«Negli Stati Uniti sarei un eroe»

«Grazie lo stesso, avvocato».
Quel giorno di settembre 1940 Giorgio William Vizzardelli, minorenne, condannato per cinque omicidi, alla fine del processo ringraziò sinceramente il suo legale, nonostante la condanna all’ergastolo.
«Grazie, ma era una partita persa in partenza. Qui in Italia certe cose non vengono capite. Fossimo negli Stati Uniti, sarei una specie di eroe».
Con questa agghiacciante affermazione, il giovane pluriomicida sarzanese si dirigeva verso le porte del carcere a vita. Una carriera criminale cominciata prestissimo e finita a causa della fragilità di questo ragazzo con il mito di un’America da romanzo poliziesco a fumetti, in cui tutti sono criminali e chi uccide meglio è rispettato e temuto da tutti.
Un adolescente che distillava il liquore come un gangster da operetta per imitare il proprio idolo, quell’Al Capone la cui parabola mafiosa era terminata quando il futuro serial killer di Sarzana aveva appena nove anni.
Vizzardelli entrava in carcere per nulla pentito, anzi convinto di aver fatto la cosa giusta, sotto gli occhi ancora increduli dell’irreprensibile padre Guido.

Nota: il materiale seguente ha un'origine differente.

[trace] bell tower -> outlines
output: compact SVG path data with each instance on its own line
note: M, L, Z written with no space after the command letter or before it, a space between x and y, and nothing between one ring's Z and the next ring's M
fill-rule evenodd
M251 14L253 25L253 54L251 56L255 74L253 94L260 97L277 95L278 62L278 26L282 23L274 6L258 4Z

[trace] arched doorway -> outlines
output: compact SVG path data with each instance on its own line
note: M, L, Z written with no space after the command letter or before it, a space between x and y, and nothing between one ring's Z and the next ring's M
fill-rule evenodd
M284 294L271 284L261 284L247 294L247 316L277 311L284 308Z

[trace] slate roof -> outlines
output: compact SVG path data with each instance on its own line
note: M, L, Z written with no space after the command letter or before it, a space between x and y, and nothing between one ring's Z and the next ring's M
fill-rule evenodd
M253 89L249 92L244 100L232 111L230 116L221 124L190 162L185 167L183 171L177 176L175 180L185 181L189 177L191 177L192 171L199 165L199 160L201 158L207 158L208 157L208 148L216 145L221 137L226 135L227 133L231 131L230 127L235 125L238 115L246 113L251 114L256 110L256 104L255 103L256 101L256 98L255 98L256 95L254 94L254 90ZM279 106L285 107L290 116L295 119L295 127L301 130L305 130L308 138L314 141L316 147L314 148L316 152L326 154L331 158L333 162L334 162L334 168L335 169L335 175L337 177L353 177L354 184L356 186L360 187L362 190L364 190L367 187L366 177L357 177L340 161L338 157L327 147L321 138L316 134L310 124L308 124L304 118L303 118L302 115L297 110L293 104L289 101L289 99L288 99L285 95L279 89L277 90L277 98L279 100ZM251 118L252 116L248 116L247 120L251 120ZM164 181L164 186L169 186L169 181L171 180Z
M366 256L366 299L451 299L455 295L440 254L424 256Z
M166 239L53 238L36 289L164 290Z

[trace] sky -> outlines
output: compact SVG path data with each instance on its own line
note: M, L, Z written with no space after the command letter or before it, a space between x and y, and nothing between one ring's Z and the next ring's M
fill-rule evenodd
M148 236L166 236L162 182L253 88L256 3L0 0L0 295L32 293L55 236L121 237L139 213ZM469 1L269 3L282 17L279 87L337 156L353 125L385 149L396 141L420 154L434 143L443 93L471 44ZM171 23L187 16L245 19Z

Fu proprio il padre, dopo la guerra, ad inoltrare una domanda di grazia dopo l’altra al Presidente di turno, perché fosse liberato quel figlio che, sosteneva, ormai era incapace di far male a una mosca. Il signor Guido morì nel 1965 e non fece in tempo a riabbracciare Giorgio, graziato da Saragat l’8 luglio 1968.
L’ex killer si stabilì a Carrara da una sorella, ma condusse una vita solitaria e non uscì mai di casa.
Finché il 12 agosto 1973, dopo aver assistito ad una trasmissione televisiva in cui si parlava delle sue orribili gesta, andò in bagno, appese le scarpe della sorella alla maniglia della porta perché non si sporcassero e si conficcò un coltello in gola, morendo dissanguato poco dopo.